We are being outwitted by a small furry creature with a brain smaller than a pea. Our resident mole has been meandering around near the cottage for a couple of years, throwing up mounds of soil and dislodging paving slabs in an area that visitors don’t tend to linger in for long. It’s been a bit annoying at times, but outweighed by the gentle entertainment to be had from tracing his route each morning and imagining his solitary, dark underground labours.

But now that he has ventured into the open garden and under the lawn, the balance of his presence has tipped towards his becoming seriously troublesome. I am no longer amused. Last week he meandered alongside the pond (I could tell, because the Equisetum hymenale were no longer vertical), across a lawn path and into the scree bed, throwing mounds of earth up onto the newly cleaned up gravel. That was bad enough, but this morning he went a step further and headed for the open lawn. Peter has set traps (which he has tunnelled around), blocked his path, dug down ahead and behind him to no avail. Today he chased him straight down 2 feet into the lawn, only for him to dart off sideways seconds ahead of Peter’s shovel. We could see the earth being kicked out behind him as he headed due north in a narrow horizontal tunnel deeper than the length of my arm. He’s a wily creature. Peter is ruefully acknowledging that he has met his mole-match. But really – we have to catch him, dead or alive.

The garden is almost clear and ready for its spring mulch. For the past three years I have used Chester’s finest homebrew – Gowy Composting Facility’s composted green waste. It is lovely dark crumbly stuff, still smoking on arrival and we have had no weed seed germination from it at all. But last year we noticed a sharp increase in plastic waste shreds in it, so I went along today to find out why. As is so often the case, people are key.


Head honcho composter Steve Kay showed me round the composting yard, with six long heaps of material, each one 10 foot hight and 100 feet long. Each heap is left to self-heat until it reaches the requisite temperature and is then turned by composting ace Jackie and her JCB and ‘cooked’ again six times until finally ready to meet the screening machine.
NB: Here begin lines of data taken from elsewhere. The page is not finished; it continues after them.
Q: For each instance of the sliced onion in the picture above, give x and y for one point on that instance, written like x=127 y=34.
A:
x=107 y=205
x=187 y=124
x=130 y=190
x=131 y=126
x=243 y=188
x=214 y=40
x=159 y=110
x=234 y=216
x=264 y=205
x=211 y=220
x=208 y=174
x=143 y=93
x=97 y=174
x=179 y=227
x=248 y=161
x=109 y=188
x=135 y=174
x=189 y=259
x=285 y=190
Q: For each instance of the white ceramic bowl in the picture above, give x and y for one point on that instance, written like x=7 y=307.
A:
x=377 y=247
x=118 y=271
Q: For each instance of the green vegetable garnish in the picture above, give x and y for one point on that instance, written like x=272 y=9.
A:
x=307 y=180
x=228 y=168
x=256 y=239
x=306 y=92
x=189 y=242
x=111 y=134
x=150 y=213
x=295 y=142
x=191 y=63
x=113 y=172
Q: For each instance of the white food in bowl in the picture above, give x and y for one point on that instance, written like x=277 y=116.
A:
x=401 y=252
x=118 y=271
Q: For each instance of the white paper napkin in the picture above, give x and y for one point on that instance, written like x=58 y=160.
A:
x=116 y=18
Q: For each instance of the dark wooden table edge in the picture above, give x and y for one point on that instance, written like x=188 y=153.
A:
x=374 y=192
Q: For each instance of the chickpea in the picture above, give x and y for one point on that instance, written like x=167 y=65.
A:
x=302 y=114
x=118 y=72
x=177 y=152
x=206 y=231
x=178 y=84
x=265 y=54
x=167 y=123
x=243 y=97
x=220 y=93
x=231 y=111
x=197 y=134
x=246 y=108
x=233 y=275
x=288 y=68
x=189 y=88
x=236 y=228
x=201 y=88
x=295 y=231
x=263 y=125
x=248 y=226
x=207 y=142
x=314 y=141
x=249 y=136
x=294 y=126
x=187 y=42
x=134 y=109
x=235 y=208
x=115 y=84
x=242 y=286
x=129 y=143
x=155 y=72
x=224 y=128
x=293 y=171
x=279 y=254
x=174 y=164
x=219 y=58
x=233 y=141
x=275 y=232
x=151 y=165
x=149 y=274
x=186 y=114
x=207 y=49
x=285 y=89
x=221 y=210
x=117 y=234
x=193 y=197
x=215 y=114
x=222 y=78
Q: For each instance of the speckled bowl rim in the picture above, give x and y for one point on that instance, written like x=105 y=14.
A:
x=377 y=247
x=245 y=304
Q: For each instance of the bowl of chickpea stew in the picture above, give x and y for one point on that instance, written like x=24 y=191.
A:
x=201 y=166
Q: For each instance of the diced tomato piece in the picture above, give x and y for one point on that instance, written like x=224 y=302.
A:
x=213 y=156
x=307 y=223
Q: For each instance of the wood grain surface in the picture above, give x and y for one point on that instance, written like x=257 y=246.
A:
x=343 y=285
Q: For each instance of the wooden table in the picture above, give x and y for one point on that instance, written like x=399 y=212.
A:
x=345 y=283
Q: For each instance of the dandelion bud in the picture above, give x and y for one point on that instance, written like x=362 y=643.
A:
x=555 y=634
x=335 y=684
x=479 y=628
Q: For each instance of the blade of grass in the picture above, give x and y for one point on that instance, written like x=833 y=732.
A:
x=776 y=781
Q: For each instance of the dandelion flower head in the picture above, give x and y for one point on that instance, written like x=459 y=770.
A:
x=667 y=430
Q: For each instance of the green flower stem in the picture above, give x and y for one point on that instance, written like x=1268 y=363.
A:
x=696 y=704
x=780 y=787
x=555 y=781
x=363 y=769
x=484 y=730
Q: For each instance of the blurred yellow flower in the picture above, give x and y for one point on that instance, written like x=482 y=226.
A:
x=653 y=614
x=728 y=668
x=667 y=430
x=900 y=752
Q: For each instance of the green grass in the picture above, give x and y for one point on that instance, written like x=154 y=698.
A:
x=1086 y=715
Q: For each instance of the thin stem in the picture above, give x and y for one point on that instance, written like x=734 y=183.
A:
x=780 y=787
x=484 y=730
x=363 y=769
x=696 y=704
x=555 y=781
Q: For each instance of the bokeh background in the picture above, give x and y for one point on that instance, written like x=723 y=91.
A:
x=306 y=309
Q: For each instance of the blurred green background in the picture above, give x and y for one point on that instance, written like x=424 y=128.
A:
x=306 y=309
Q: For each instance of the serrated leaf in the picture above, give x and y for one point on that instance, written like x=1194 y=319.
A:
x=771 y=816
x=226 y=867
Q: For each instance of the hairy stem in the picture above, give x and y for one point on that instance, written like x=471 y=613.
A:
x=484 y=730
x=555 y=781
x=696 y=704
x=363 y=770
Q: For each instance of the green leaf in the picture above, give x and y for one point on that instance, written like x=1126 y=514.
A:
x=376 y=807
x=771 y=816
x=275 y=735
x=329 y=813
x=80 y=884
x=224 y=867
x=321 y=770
This enormous device shakes the compost through a 1cm screen to produce a gorgeous black, crumbly material which smells and looks lovely. A sample gets sent off for lab testing for ‘fines’ and if passes it’s approved for use. This picture is of the finished product. It’s just fantastic stuff, apart from the tiny bits of plastic in it. And here’s why.

Green waste used to come to the site directly from the householder. Some householders tidily, but wrongly put their green waste in black bin liners before putting in the bin. Others fail to differentiate between green waste and general rubbish. But on arrival at the yard, Jackie used to spread it all out with her JCB and gently pick out most of the plastic before adding the cleaned material to compost pile number one. But now it comes in already shredded and part-composted. And full of plastic as you just make out in the rather dark picture, left. There is nothing Jackie can do except rely on the screening machine to take it out again at the end. Which mostly it does. The screen is smaller than the one they used last year, so I’m going to give it another go and see how much debris we get. But the answer is to market and sell this fabulous stuff, rather than give it away, and reinvest the proceeds in better householder education and pre-screening.

Elsewhere, the new nursery growing-on terraces are coming on delightfully and will give us much needed space for our doubled plant stock. Pics to follow in a day or two. A lull in bare root deliveries has given me time to lift and divide some of our own: Calamagrostis x acutiflora ‘Karl Foerster’, Helenium ‘Sahin’s Early Flowerer’, Stachys officinalis ‘Hummelo’, and Geranium phaeum ‘Jean Baker’, to name a few. It’s tough work, but I get real pleasure from lifting a large, congested plant and taking care to produce the maximum number of healthy pieces with minimum broken off roots and shoots. It’s the essence of why I love this job.

Today’s slight rise in temperature brought a shoal of tiny fish to the surface of the pond and I heard a frog plop into the pond tonight as I went to lock up the chickens. Three buzzards circled the meadow this afternoon, screaming over control of the huge lime tree in our woods. And a clutch of purple crocuses near the cottage opened for the first time. Spring is most definitely on its way.